Impractical and Unconstitutional

Sen. Vitter Tries to Use the Census to Further Anti-Immigration Agenda

Sen. Vitter is trying to use the Census to further his anti-immigration agenda, potentially costing the United States millions, writes Gebe Martinez.

A Census volunteer runs a game at the Minnesota State Fair to promote the 2010 Census. (AP/Craig Lassig)
A Census volunteer runs a game at the Minnesota State Fair to promote the 2010 Census. (AP/Craig Lassig)

Some politicians come up with dumb ideas. Some come up with impractical ideas that would cost taxpayers millions of dollars.

And then there are those lawmakers with crazy proposals that would violate the United States Constitution.

Sen. David Vitter (R-LA) has hit the trifecta by playing politics with the 2010 Census. Vitter is demanding that Congress cut off funding for the 2010 Census unless the survey asks an additional question: whether the respondent is a U.S. citizen.

The reasons for the citizen-versus-immigrant maneuver are obvious.

Igniting a divisive debate that rallies the immigration restrictionists serves to drive down participation in the census by foreign-born citizens and other immigrants, effectively disenfranchising them.

Vitter wants to only count citizens when the census is used to redraw the 435 congressional districts because huge immigrant population increases in some states during the last decade will change the proportional representation, resulting in a loss of House seats in about eight states, including Vitter’s home state of Louisiana.

Instead of having a smart discussion about how to deal with undocumented immigrants, the senators have decided to ignore non-citizens for political self-preservation and destroy the integrity of the census process. They would rather target immigrants than follow the Constitution, which requires that every person be counted, not every “citizen.”

Regrettably, Vitter has no qualms about the politics of division; about treating non-citizens as if they do not exist politically. “We are not going to know the difference between citizens and noncitizens. I think that is not fine, I think that is crazy, and I think it will lead to some dangerous results,” Vitter said during a recent speech on the Senate floor.

Here is what is really crazy and dangerous; all of the following will happen if Vitter gets his way and the citizenship question is added.

  • The Census survey would have to be delayed and not occur in April, as mandated by law.
  • New forms would have to be printed at a cost of hundreds of millions of dollars because millions of the original forms already have been printed. Research, planning, and preparation for the 2010 Census cost $7 billion.
  • An “untested” question at this late date “would put the accuracy of the enumeration in all communities at risk,” eight former directors of the U.S. Census Bureau said recently in response to Vitter’s proposal.
  • The census would not follow the constitutional requirement to count every person, regardless of citizenship status.
  • Excluding non-citizens for purposes of political representation is a sad reminder of our pre-Civil War history when slaves were counted as “three-fifths” of a person.
  • House seats in the states of Louisiana, Indiana, Iowa, Maine, Michigan, Pennsylvania, Mississippi, and North Carolina would be preserved at the expense of high growth states such as California, Florida and Texas.
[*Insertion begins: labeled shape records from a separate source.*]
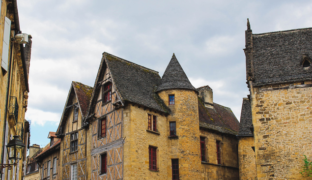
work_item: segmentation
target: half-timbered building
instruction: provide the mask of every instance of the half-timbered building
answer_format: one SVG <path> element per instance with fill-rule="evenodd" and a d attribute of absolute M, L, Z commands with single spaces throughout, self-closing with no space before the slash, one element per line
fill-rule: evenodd
<path fill-rule="evenodd" d="M 60 138 L 60 179 L 89 179 L 87 172 L 87 130 L 83 120 L 92 91 L 91 87 L 76 82 L 72 83 L 57 131 Z"/>

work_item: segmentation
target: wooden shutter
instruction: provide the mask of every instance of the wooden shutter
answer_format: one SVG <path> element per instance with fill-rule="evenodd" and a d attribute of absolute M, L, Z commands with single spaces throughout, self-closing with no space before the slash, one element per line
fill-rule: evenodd
<path fill-rule="evenodd" d="M 10 45 L 10 33 L 11 30 L 11 21 L 6 17 L 4 17 L 4 30 L 3 32 L 3 43 L 2 47 L 2 60 L 1 67 L 6 71 L 8 70 L 9 59 L 9 46 Z"/>

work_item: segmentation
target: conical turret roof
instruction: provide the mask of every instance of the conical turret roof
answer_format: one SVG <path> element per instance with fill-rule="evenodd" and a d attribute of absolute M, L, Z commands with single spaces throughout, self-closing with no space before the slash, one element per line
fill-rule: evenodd
<path fill-rule="evenodd" d="M 197 92 L 190 82 L 174 53 L 165 71 L 156 91 L 172 89 L 186 89 Z"/>

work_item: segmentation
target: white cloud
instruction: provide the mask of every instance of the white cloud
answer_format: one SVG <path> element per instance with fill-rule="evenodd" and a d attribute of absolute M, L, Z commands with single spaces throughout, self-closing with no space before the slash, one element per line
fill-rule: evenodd
<path fill-rule="evenodd" d="M 25 119 L 30 120 L 32 124 L 35 124 L 43 126 L 48 121 L 55 122 L 56 124 L 58 124 L 61 116 L 61 113 L 45 112 L 30 107 L 27 109 L 27 112 L 25 114 Z"/>

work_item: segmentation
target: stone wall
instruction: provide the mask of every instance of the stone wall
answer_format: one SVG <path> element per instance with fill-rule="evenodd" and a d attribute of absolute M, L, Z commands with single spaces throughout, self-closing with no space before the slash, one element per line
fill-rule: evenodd
<path fill-rule="evenodd" d="M 205 138 L 205 162 L 201 162 L 203 180 L 238 180 L 237 139 L 206 129 L 200 129 L 200 137 Z M 221 142 L 221 164 L 218 164 L 217 141 Z"/>
<path fill-rule="evenodd" d="M 256 179 L 254 137 L 238 137 L 238 159 L 239 163 L 239 179 L 241 180 Z"/>
<path fill-rule="evenodd" d="M 312 157 L 311 84 L 251 87 L 258 180 L 304 179 L 304 155 Z"/>

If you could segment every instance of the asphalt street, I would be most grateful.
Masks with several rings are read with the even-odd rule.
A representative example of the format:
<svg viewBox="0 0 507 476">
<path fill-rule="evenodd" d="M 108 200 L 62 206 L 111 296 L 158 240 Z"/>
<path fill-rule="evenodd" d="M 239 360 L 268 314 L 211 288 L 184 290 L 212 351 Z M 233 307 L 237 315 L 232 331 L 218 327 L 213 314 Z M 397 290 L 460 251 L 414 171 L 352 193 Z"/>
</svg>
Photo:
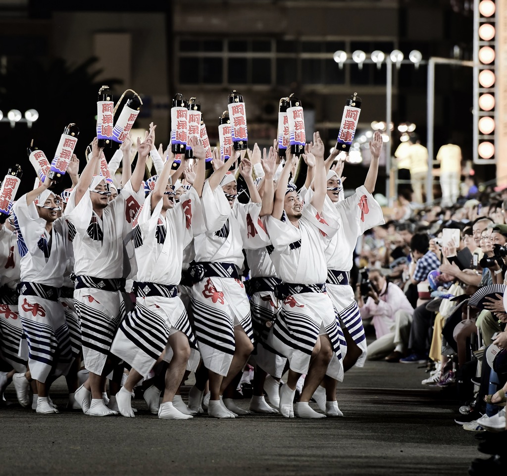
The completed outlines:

Vitter’s political trick temporarily stalled Senate floor action on the annual spending bill for commerce, justice, and science programs, but it appears likely that he will fail in changing the census questionnaire.

Yet if he thinks that he achieved political success by calling attention to anti-immigrant sentiments and proposing wasteful government spending, that’s just plain crazy.

Gebe Martinez is a Senior Writer and Policy Analyst at American Progress.